Milwaukee Symphony Chorus’ Moving ‘In Memoriam’
Classical Review
Good compositions by local composers were featured among 22 works, including those by chorus members. Joel K. Boyd’s “Thou Wouldst Be Loved,” with harp, is brief but shows promise. Timothy J. Benson’s “The Good Shepherd,” with flutes and organ, is both dramatic and pastoral. MSC conductor Lee Erickson’s arrangement of “Now Thank We All Our God” is contrapuntally and harmonically interesting. Another local composer, Joseph A. Kucharski, was represented with “Agnus Dei for a Requiem.”
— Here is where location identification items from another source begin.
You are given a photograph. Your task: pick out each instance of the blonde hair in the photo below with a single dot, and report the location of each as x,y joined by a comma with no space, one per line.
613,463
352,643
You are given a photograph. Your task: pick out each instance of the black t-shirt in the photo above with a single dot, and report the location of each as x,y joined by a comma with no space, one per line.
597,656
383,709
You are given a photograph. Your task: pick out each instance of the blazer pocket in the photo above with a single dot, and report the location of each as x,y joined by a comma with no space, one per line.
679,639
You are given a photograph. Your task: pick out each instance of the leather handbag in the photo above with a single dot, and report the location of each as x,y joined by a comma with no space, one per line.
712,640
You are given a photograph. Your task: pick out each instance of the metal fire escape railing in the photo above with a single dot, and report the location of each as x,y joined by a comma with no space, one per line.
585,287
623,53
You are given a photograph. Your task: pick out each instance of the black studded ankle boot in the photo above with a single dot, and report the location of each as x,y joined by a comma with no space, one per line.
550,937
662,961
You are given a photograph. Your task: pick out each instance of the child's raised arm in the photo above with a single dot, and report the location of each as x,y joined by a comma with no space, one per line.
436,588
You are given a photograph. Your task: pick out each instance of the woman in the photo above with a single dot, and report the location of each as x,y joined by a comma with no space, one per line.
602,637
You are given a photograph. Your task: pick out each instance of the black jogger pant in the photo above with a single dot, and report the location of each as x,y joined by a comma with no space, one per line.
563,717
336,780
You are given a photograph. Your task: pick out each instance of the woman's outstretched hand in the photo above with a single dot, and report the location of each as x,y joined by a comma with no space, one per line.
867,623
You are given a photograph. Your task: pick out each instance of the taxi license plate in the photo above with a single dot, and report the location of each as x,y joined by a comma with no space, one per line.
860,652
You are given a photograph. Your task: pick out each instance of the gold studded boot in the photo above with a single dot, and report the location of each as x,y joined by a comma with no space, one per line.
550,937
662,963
Titled “In Memoriam,” the concert was tribute to two longtime chorus members who died last year. The shock of Elisabeth Witte’s murder by her ex-husband after a concert unimaginably shook the classical community in Milwaukee. Chorus member Gela Sawall Ashcroft’s “Freude,” in a style that mixes neo-Baroque and part-song, recalls Elisabeth’s sunny personality.
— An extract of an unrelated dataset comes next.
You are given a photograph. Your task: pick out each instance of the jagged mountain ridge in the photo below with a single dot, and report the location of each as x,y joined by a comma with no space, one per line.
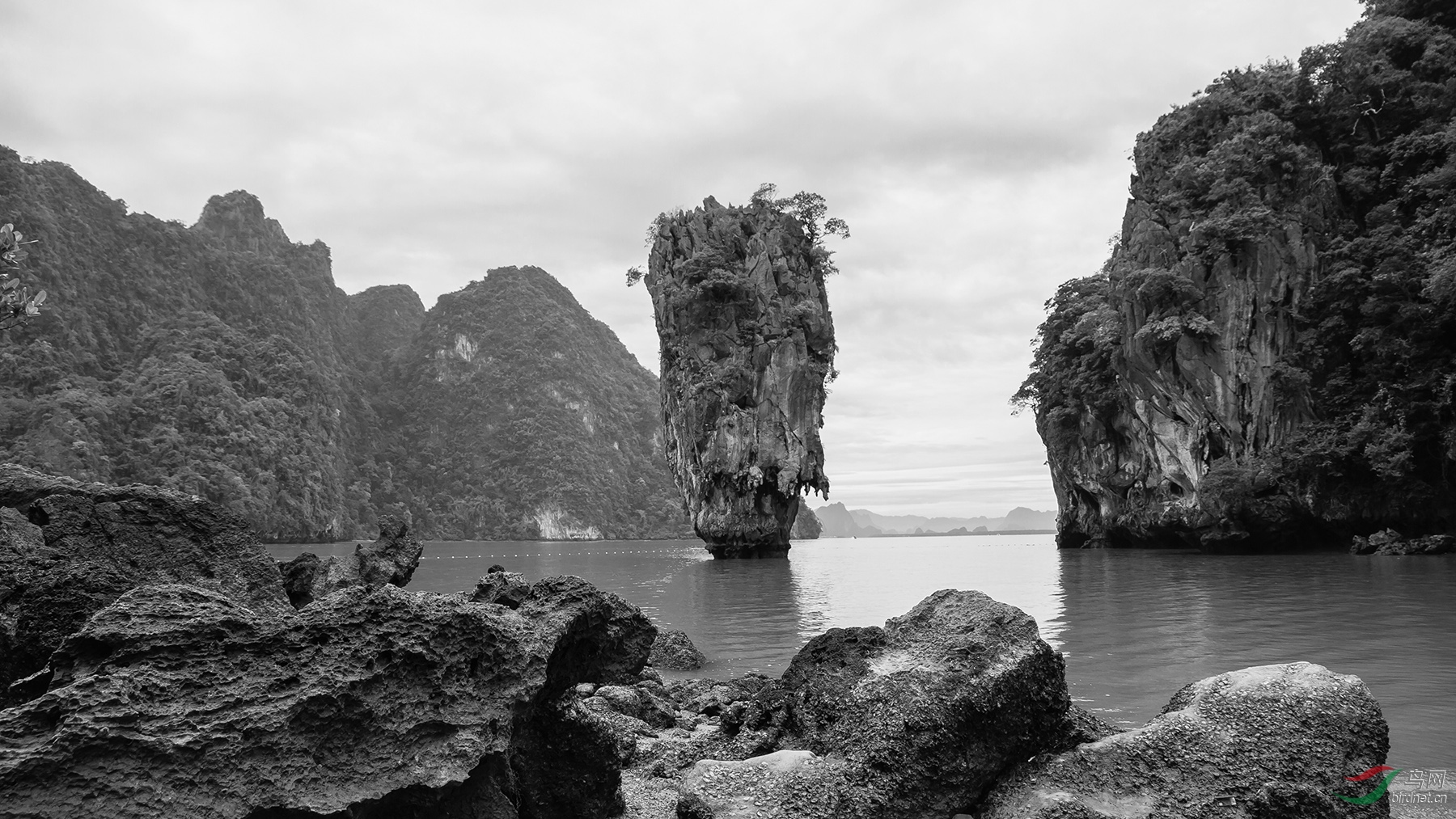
839,521
223,361
516,399
1267,358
The balance of the concert was primarily sacred and in Anglican style, with a few nods to Lutheran and other choral traditions. There were many moving moments when the music swelled from quietness to overwhelming, majestic fullness. Particularly effective were Rachmaninoff’s “Rejoice, O Virgin,” F. Melius Christiansen’s “Praise to the Lord,” L.L. Fleming’s setting of “Give Me Jesus,” “O Nata Lux” by Morten Lauridsen, and John Tavener’s “Song for Athene.” My only substantial criticism is that the concert felt long on Saturday evening, a danger in a parade of short works.
On Friday evening I caught a UW-Milwaukee faculty recital by two of our city’s best, flutist Caen Thomason-Redus and guitarist René Izquierdo. The program included impressive accounts of Joan Tower’s Snow Dreams,transcriptions of Bartok’s Romanian Folk Dances,and sophisticated Latin American sauciness in music by Celso Machado and Maximo Diego Pujol.